跳转至

FAQs

msDebug Cannot Print Tensor Variables, Prompting "Unavailable" or "Memory Read Failed"

Symptom

The message unavailable or Failed to dereference pointer from xxx for DW_OP_deref: memory read failed for xxx is displayed.

Possible Causes

The step-by-step debugging function does not support tensor passing by value.

Solution

This problem occurs when the printed object a is of the Tensor type and the value is passed as the input parameter of the function.

void Foo(const LocalTensor<float> a); // The variable a fails to be printed.

To print the variable, modify the code so that object a is passed by reference as the input parameter of the function.

void Foo(const LocalTensor<float> &a); // The variable a can be printed normally.

msDebug Fails to Be Debugged in the Container Environment and HDK Driver Package Needs to Be Installed

Symptom

The message msdebug failed to initialize. please install HDK with –debug before debugging is displayed.

Possible Causes

The HDK driver package is not installed using the --debug option, or the driver device node /dev/drv_debug on which the msDebug tool depends is not mapped to the container environment.

Solution

  1. Check whether the host machine uses the --debug option to install the HDK driver package.

    If the command output is the same, the debugging driver has been installed. Otherwise, run the --debug command to install the matching HDK driver package.

    [mindstudio@localhost ~]$ ls /dev/drv_debug     # Check whether the /dev/drv_debug device node exists.
    /dev/drv_debug
    
  2. If the driver package has been installed and the operator operating environment is a container, check whether the container environment meets the following conditions:

    • The device node /dev/drv_debug on which debugging depends can be found.
    • The container environment has permission to access the device node.

    [!NOTE]NOTE
    You are advised to add the --privileged --device=/dev/drv_debug option to the container startup command to ensure that the device node on which debugging depends is mapped and the container environment can access the node.

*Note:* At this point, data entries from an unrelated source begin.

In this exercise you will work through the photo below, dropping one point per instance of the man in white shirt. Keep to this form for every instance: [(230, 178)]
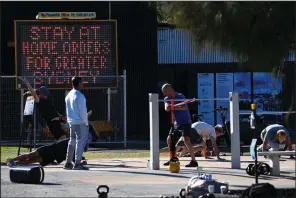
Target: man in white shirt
[(77, 118)]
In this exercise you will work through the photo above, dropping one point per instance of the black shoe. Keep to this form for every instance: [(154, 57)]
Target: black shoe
[(192, 164), (68, 166), (80, 167)]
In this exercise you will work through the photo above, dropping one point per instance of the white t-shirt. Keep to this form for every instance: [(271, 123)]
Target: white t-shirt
[(205, 130)]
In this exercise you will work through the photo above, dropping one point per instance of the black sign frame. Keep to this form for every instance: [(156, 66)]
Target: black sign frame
[(19, 66)]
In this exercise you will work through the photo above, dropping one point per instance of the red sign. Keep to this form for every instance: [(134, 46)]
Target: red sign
[(54, 51)]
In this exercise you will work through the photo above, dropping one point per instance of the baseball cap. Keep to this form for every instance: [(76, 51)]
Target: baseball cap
[(44, 90)]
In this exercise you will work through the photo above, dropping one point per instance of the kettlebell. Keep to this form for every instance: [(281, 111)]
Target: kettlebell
[(174, 167), (103, 193)]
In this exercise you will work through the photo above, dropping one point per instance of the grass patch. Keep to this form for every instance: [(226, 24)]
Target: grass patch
[(7, 151)]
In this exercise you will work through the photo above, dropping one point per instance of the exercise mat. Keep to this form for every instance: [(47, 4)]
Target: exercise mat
[(27, 174)]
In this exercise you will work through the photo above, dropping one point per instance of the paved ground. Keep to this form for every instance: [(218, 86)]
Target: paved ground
[(131, 178)]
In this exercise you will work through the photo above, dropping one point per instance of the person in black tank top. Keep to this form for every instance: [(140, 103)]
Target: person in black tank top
[(47, 110)]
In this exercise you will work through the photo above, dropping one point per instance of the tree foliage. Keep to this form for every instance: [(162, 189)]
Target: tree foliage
[(261, 32)]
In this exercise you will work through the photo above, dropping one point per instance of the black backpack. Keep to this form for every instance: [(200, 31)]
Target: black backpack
[(260, 190)]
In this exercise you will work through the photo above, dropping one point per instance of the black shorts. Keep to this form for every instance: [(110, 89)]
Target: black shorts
[(46, 154), (56, 129), (181, 130)]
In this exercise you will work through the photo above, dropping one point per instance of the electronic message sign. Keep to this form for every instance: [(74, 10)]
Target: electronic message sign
[(54, 51)]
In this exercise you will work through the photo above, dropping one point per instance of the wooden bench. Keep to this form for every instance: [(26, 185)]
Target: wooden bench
[(274, 160)]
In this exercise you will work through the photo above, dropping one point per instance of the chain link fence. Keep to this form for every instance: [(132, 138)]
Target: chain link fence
[(107, 122)]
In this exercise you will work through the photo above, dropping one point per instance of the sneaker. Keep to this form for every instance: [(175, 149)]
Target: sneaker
[(80, 167), (68, 166), (192, 164), (10, 162)]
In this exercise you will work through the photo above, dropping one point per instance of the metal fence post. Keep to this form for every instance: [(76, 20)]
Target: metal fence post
[(124, 109)]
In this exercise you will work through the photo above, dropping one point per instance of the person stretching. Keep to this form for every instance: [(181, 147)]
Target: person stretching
[(208, 132)]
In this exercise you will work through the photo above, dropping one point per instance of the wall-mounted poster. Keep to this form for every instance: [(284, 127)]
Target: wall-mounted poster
[(242, 85), (224, 85), (267, 89), (205, 86)]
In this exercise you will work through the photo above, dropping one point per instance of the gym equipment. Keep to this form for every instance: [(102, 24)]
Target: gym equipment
[(103, 191), (27, 174), (174, 167), (262, 169), (226, 132)]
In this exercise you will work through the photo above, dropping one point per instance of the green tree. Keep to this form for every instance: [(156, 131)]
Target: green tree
[(262, 33)]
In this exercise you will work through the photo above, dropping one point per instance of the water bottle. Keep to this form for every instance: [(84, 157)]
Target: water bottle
[(210, 177)]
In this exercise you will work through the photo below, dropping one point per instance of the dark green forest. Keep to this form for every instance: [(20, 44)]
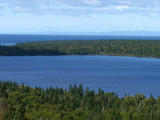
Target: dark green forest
[(139, 48), (20, 102)]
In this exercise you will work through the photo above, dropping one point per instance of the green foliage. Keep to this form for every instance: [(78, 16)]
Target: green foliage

Operator Execution Fails When the continue Command Is Run After the msDebug Breakpoint in the Kernel Function Is Hit

Symptom

The message Synchronize stream failed. error code is 507035 is displayed. The "aic error code=0x8000000000000000" is displayed in the plog. The PC value of the current core displayed by running the ascend info cores command is different from the expected value.

Possible Causes

The size of the workspace input parameter in the kernel function is set to 0 in the tiling function. After the single-operator API is called, the workspace input parameter becomes an invalid address. Although the workspace input parameter is not used in the kernel function, the debugger dereferences the workspace pointer when displaying the kernel input parameter. As a result, the operator fails to run.

Solution

Set the workspace size from 0 to the reserved memory size by referring to section "Operator Implementation" > "Project-based Operator Development" > "Host-side Tiling Implementation" in Ascend C Operator Development Guide. During API compute, some workspace memory is required as the cache. Therefore, the operator tiling function needs to reserve workspace memory for the API. The reserved memory size can be obtained by calling GetLibApiWorkSpaceSize. See the following code:

#include "tiling/platform/platform_ascendc.h"
auto ascendcPlatform = platform_ascendc::PlatformAscendC(context->GetPlatformInfo());
size_t systemWorkspaceSize = ascendcPlatform.GetLibApiWorkSpaceSize();
size_t*currentWorkspace = context->GetWorkspaceSizes(1); // Only one workspace is used.
currentWorkspace[0]= systemWorkspaceSize;

'A' Packet Returned an Error: 8 Is Displayed After msDebug Runs the run Command in Docker

Symptom

In Docker, after msDebug runs the run command, the following error message is displayed:

(msdebug) run
'A' packet returned an error: 8
(msdebug)
...

Possible Causes

This error may be related to address space layout randomization.

Solution

Run the following commands to avoid this problem:

...
(msdebug) settings set target.disable-aslr false
...

Error Message error: undefined symbol: g_opSystemRunCfg Is Displayed During Compilation

Symptom

The following error message is displayed during O0 compilation:

ld.lld: error: undefined symbol: g_opSystemRunCfg

Solution
The - DL2_CACHE_HINT compilation option needs to be removed.